Zoom I know is dead easy, I just have to hook to the depth component of the eye vector (gluLookAt),
This is not a Zoom, this is a Dolly. Zooming means varying the limits of the projection volume, i.e. the extents of a ortho projection, or the field of view of a perspective.
gluLookAt, which you've already run into, is your solution. First three arguments are the camera's position (x,y,z), next three are the camera's center (the point it's looking at), and the final three are the up vector (usually (0,1,0)), which defines the camera's y-z plane.*
It's pretty simple: you just glLoadIdentity();, call gluLookAt(...), and then draw your scene as normally. Personally, I always do all the calculations in the CPU myself. I find that orbiting a point is an extremely common task. My template C/C++ code uses spherical coordinates and looks like:
double camera_center[3] = {0.0,0.0,0.0};
double camera_radius = 4.0;
double camera_rot[2] = {0.0,0.0};
double camera_pos[3] = {
camera_center[0] + camera_radius*cos(radians(camera_rot[0]))*cos(radians(camera_rot[1])),
camera_center[1] + camera_radius* sin(radians(camera_rot[1])),
camera_center[2] + camera_radius*sin(radians(camera_rot[0]))*cos(radians(camera_rot[1]))
};
gluLookAt(
camera_pos[0], camera_pos[1], camera_pos[2],
camera_center[0],camera_center[1],camera_center[2],
0,1,0
);
Clearly you can adjust camera_radius, which will change the "zoom" of the camera, camera_rot, which will change the rotation of the camera about its axes, or camera_center, which will change the point about which the camera orbits.
*The only other tricky bit is learning exactly what all that means. To clarify, because the internet is lacking:
The position is the (x,y,z) position of the camera. Pretty straightforward.
The center is the (x,y,z) point the camera is focusing at. You're basically looking along an imaginary ray from the position to the center.
Now, your camera could still be looking any direction around this vector (e.g., it could be upsidedown, but still looking along the same direction). The up vector is a vector, not a position. It, along with that imaginary vector from the position to the center, form a plane. This is the camera's y-z plane.
Since I gogled for it without finding anything interesting, I would like to ask you for some suggestions regarding if it is better to scale/translate the render itself keeping the camera position fixed or maybe moving closer/further or rotate the camera keeping the render position fixed?

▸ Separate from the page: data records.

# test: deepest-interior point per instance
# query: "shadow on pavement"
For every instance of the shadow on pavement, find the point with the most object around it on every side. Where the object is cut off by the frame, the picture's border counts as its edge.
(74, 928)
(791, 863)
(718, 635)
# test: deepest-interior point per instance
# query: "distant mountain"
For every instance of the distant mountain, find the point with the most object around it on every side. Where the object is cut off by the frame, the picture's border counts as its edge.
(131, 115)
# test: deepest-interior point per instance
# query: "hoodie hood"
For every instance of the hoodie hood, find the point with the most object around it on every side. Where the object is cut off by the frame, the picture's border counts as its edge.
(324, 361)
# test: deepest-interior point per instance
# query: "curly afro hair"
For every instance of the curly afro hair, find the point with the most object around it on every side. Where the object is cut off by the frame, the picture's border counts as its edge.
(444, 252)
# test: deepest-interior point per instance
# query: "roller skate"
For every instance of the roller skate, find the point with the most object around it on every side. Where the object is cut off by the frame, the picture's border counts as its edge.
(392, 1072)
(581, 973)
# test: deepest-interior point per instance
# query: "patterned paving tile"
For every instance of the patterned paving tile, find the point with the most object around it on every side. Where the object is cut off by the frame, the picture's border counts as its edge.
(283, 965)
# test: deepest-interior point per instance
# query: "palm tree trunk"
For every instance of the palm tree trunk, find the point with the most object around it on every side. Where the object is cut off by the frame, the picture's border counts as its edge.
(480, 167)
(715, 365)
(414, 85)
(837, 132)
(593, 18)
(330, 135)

I need a zooming out/in, rotation in all the 3 axes and also this kind of rotation
http://www.reknow.de/downloads/opengl/video.mp4
that is, if I first translate my render and then I apply a rotation, this rotation should consider the center always the windows center, and not the translated one
I need a zooming out/in, rotation in all the 3 axes and also this kind of rotation
What you mean is probably not "zooming" but "panning". And in OpenGL you place the "camera" by moving the scene around, because there is no camera.
Zooming is a change in the focal length, and would be implemented by changeing the FOV of the perspective.